I tried to search Google Groups, but that seems to have lost
its ability to find stuff in the archives. David, if you
are following this thread, we would appreciate it if you can
dredge up that test and re post your findings.

Banana, he performance results you and Tom are reporting are
very interesting, but I am not totally convinced at this
time. Performance testing can be very difficult and tricky,
especially with things that involve I/O. When caching is
used, the first run after a boot can be drastically
different than subsequent runs. Today's multi core
processors and seriously fast multi gigabyte memory may very
well make a cached table scan quick enough, maybe nearly as
fast as an index scan.

Then there is the issue of what other active processes are
also using the system's resources. A full table scan in
cached memory on a lightly loaded system might be pretty
fast, but when there are other processes making large
demands for processor cycles and memory, the result could be
a completely different story.

Tom's performance over a WAN (how fast?) is interesting and
warrants further analysis under varying user scenarios.

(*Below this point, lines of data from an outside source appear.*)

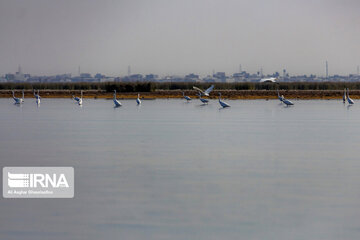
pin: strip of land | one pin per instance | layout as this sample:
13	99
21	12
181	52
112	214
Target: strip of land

More than a little intriguing is the show plan use of Not
0=0 when the query used some other expression for False.
This strongly implies that the query optimizer can recognize
expressions that evaluate to False. Why it would then say
it will use a full table scan seems contradictory to me.

--
Marsh
MVP [MS Access]
From: John W. Vinson on
On Mon, 18 Jan 2010 10:00:33 -0600, Marshall Barton <marshbarton(a)wowway.com>
wrote:

>More than a little intriguing is the show plan use of Not
>0=0 when the query used some other expression for False.
>This strongly implies that the query optimizer can recognize
>expressions that evaluate to False. Why it would then say
>it will use a full table scan seems contradictory to me.

I wonder if it's the same effect that causes references to Rnd() in a query to
return the same value for all rows: the query engine determines that no table
field is included in the expression and evaluates it only once. Might the same
be the case with 0=0 or False as a criterion?